According to data from the CAAC, total cargo handled (loaded and unloaded freight and mail) by Chinese airports rose 7.2% y-o-y in 2016, to 15.1 million tonnes, more than double the pace of world average growth, which according to preliminary data from the Airports Council International, was 3.3%. The chart at right shows China’s top 10 Cargo Airports in 2016, rankings which highlight two trends:
- First, rapidly growing cargo handles approaching or surpassing double-digits at secondary gateways (outside of PEK, PVG and CAN); a trend which is likely coupled with e-commerce express volumes.
- Second, the increasing cargo activities of airports in central and western China.
Although China’s top-three cargo airports saw cargo volumes rise an average of 5.0% y-o-y in 2016, the main hubs of China’s homegrown express carriers saw tonnage jump an average of 13.0% y-o-y.
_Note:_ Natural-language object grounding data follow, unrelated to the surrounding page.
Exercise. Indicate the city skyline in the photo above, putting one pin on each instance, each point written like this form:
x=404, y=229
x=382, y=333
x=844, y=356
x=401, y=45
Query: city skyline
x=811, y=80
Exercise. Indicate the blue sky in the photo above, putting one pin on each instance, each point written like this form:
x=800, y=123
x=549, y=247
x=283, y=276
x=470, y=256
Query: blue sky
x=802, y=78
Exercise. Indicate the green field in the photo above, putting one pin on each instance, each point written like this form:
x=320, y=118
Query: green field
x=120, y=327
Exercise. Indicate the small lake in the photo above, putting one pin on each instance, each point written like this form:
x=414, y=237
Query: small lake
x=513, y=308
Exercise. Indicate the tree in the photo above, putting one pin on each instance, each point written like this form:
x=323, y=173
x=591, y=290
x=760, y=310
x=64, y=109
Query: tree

However, given the CAAC restricted PEK and PVG from adding new flights for much of the year, the increased tonnage indicates carriers improved their existing capacity utilization and boosted load factors. Shenzhen (SZX), is currently the hub of SF Express Airlines which has the largest freighter fleet of any express carrier in China, saw tonnage rise 11.1%. Similarly, Hangzhou (HGH) the home of fellow express carrier, YTO Express Airlines saw tonnage rise 14.8% y-o-y.
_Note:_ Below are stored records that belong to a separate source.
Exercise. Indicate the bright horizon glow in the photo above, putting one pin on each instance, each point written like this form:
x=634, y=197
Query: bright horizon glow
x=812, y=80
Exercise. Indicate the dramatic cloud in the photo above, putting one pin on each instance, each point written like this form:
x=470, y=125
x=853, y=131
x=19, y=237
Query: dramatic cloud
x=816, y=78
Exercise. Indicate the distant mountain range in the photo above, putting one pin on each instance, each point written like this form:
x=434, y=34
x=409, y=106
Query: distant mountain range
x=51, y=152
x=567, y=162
Looking back at 2016, airports in eastern China handled the vast majority of freight and mail loaded and unloaded in the country, some 11.31 million tonnes or 74.9% of the total. Airports in western China handled 15.3% of the tonnage, while airports in the central and northeast and China handled 10% and 6.1% respectively. This is already beginning to change. Tonnage growth was almost unanimously in double-digit territory for the west-central cities of Zhengzhou, Chongqing and Chengdu. Western airports will continue to benefit in the coming years as China’s economy increasingly transitions towards a consumption-driven model, which is supported by development initiatives from the Chinese government like “Go-West” and “One Belt, One Road”, and as express airlines move their hubs inland to better serve all regions of the country.
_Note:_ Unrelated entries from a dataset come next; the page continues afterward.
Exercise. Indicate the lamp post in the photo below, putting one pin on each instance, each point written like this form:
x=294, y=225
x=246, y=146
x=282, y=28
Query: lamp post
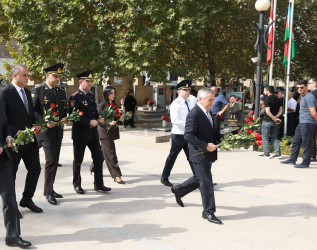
x=261, y=6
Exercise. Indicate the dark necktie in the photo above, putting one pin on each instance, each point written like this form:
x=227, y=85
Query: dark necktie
x=187, y=105
x=209, y=118
x=25, y=102
x=54, y=92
Both express airlines will shift much of their network focus to new bases in western and central China over the next five years. SF Express Airlines has announced plans to develop its global air freight hub in Ezhou with the construction of a new airport. YTO Express Airlines meanwhile, is planning to launch a jv airline which will operate out of Xi’an. As express carriers migrate inwards, this will reinforce the trend of rapidly-growing cargo handles at airports in western and central China.